Embora não tenha, ao menos no Brasil, a potência, em termos de recepção e mercado, do cinema hollywoodiano, ou mesmo de outras partes da Europa, como França e Inglaterra; ou de países como a Coreia do Sul e o Irã, o cinema russo tem uma tradição antiga, desde a época da antiga URSS.
Foram os soviéticos que nos entregaram obras-primas da cinematografia, como O Encouraçado Potemkin (1925), de Sergei Eisenstein, e Um Homem com uma Câmera (1929), de Dziga Vertov. São obras que compõem a própria história do cinema, e servem como referências de montagem, narrativa, ângulos e enquadramentos.

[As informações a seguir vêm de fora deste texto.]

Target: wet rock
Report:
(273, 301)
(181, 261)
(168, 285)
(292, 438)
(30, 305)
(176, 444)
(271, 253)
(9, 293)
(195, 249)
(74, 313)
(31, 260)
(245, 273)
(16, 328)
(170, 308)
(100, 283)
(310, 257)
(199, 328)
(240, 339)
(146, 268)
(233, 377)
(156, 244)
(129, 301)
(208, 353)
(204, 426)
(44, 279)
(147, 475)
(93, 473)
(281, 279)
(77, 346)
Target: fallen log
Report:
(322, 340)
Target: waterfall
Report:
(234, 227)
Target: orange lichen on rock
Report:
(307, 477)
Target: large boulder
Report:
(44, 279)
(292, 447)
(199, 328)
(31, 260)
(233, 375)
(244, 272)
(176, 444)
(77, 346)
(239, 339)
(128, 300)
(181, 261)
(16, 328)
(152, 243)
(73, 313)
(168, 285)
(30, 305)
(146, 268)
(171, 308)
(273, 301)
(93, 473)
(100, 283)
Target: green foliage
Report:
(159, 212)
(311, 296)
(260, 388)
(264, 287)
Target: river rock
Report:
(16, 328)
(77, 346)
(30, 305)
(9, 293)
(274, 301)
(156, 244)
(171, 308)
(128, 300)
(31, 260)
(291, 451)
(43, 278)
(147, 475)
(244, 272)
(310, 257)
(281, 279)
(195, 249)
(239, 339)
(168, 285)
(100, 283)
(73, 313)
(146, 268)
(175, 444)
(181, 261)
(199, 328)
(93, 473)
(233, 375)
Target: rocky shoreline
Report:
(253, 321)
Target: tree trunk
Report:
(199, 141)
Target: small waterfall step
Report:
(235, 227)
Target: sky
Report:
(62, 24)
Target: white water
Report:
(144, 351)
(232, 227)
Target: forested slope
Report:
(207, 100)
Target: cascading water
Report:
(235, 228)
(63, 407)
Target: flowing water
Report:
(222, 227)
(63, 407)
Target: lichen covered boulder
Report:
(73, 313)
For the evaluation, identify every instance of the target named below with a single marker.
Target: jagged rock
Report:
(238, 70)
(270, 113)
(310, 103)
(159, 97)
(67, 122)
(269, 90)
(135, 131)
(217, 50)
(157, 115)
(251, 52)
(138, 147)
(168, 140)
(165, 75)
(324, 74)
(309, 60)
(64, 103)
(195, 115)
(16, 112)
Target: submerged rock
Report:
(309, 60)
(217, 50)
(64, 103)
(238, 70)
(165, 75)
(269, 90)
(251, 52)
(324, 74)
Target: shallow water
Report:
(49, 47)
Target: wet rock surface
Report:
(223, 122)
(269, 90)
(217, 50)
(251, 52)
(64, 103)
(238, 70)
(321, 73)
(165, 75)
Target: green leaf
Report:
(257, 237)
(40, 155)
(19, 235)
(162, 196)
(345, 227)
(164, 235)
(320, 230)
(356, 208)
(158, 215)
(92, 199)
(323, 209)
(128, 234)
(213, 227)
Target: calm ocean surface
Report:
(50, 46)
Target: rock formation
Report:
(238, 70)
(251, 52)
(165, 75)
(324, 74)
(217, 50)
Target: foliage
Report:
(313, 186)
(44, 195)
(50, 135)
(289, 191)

O diretor russo Nikolay Lebedev vem então de uma tradição antiga de grandes cineastas. Embora majoritariamente circunscrito ao mercado interno de seu (extenso) país, e de grande sucesso por lá, seus filmes, vez por outra, chegam por essas bandas, porque trazem, também, características de blockbusters americanos de filmes de ação, suspense e dramas, como Voo de Emergência (2016) — um dos maiores sucessos de bilheteria do cinema na Rússia — e Trilha Sonora da Paixão, por exemplo.
Chegando ao serviço de streaming Adrenalina Pura, temos agora “Kraken – Terror no Mar” (Rússia, 2025). Em linhas gerais, a trama, que se passa durante a Guerra Fria, trata da missão de resgate de um submarino russo que desapareceu no Mar da Groenlândia durante uma missão ultrassecreta. A marinha russa então designa o Comandante Viktor Voronin (Alexander Petrov) para chefiar um outro submarino que vai em busca do desaparecido. Evidente que nesta missão nossos heróis irão se deparar com o tal Kraken, mitológica criatura que habita os mares nórdicos, e que ataca navios, submarinos, estações de pesquisa e qualquer coisa que por ali apareça, e que tem ligação com o sumiço do primeiro submersível, cujo comandante é irmão de Voronin.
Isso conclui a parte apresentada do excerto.